What determines whether or not a title is a "kids' game" or not? The simplicity of gameplay? Kid-friendly branding, like licensed TV stars or cartoons? Do you associate kids' games with low quality?

What got me thinking about this was a stroll through Disney Interactive's E3 booth, where I peeped Ultimate Band for Wii and DS. In the Wii edition, players can pick one of four band roles - frontman, guitar, drums and bass - and simulate the instrument of choice through what's essentially air guitar using the Wii remote and Nunchuk. The frontman role focuses more on aerobic performance - think Namco's new We Cheer or the new Rabbids title, to which I saw a lot of people my age or older joyfully disco-dancing on the show floor.

It looked challenging enough that I'd want to have it if it were more my sort of music - no thanks on the Jonas Brothers, and I've had my fill of Weezer's Beverly Hills. Track list is decent for the tween set, though, and in a cool twist, since players can pick either a male or female vocalist, there are both male and female-voiced versions of the songs, swapping the song's romantic context appropriately (like "Fell in Love With A Boy" instead of "Fell in Love With A Girl."

The DS version's rhythm-action gameplay looked innovative and promising enough that I really wished that they'd just aimed it at our audience stylistically and let us have at those mechanics. We'd never have known it was meant to be a kids' title.

In the DS Ultimate Band, you navigate the different venues via a touch-screen map. Once you choose ones, here's how playing goes down — you've got the six strings of your guitar on the touch screen, and little D-pad icons rain down from the top screen into the touch screen indicating what direction you should be holding when you tap the string it hovers over. It looks like it works surprisingly well, and gets quite complex on harder modes.

And as long as you're hitting the notes, there's no penalty for strumming extra notes — between chords, if you're feeling noodly, you can riff your own little solos and extra twangs just for your own entertainment.

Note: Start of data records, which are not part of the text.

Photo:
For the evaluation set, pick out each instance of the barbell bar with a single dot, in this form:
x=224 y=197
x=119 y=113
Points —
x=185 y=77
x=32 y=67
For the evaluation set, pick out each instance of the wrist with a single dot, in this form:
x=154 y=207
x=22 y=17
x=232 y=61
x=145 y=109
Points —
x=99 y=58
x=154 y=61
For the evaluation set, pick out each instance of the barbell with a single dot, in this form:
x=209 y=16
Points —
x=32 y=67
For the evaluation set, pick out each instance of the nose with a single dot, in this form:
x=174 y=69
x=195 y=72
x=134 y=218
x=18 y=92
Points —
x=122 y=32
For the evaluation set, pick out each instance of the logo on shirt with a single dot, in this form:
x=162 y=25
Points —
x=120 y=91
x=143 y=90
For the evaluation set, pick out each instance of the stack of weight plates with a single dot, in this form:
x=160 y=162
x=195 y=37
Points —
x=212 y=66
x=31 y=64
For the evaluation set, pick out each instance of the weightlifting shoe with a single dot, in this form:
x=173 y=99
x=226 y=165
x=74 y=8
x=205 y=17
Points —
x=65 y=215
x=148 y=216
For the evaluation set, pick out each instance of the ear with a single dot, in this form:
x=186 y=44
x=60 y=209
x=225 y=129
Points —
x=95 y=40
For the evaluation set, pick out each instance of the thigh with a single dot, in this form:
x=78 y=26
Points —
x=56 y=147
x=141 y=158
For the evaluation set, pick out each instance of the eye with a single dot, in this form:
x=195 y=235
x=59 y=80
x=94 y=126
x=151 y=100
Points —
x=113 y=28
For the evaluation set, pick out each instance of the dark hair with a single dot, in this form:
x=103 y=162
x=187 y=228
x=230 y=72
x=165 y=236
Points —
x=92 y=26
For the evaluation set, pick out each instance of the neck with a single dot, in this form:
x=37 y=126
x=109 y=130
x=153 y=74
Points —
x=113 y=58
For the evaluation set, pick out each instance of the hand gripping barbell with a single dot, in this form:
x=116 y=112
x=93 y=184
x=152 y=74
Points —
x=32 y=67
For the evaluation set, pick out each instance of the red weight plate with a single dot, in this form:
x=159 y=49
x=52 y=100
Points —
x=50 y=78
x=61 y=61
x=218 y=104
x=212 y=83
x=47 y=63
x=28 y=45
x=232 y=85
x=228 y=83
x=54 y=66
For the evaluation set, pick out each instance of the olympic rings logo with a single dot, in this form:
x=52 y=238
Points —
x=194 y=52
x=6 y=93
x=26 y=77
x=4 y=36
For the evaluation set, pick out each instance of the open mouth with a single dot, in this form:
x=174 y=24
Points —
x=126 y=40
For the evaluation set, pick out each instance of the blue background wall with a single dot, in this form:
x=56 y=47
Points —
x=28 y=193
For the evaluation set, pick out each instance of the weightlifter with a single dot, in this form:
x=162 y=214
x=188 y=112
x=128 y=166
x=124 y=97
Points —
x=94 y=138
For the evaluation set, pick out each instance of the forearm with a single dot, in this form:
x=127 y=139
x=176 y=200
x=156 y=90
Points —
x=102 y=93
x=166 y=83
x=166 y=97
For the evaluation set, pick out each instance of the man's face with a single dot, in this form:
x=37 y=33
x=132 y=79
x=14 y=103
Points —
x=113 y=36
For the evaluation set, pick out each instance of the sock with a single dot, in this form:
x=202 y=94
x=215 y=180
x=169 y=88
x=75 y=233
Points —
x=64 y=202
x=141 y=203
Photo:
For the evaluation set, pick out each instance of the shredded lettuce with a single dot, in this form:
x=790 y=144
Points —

Rhythm-action can be a bit hit or miss on the DS — since the astounding (and yet simple) success that was Ouendan and EBA, I've seen many other approaches attempted and none that I really think are a worthwhile alternative to the good old timed beat tapping. But beat-strumming along with the buttons looked really appealing. It made me wish that they'd picked a trendy art style, added a silly narrative, and gotten either some unintentionally hilarious or some more grown-up tracks, and pointed it squarely at rhythm-addicted core gamers.

Disney caters to the 8-14 year old set. But their DS rhythm game appealed to me at least as far as core mechanics, while their kids' title for Wii looks like the exact sort of gameplay we're seeing from the publishers who normally serve our audience. Makes you wonder — what is a "kids' game," really?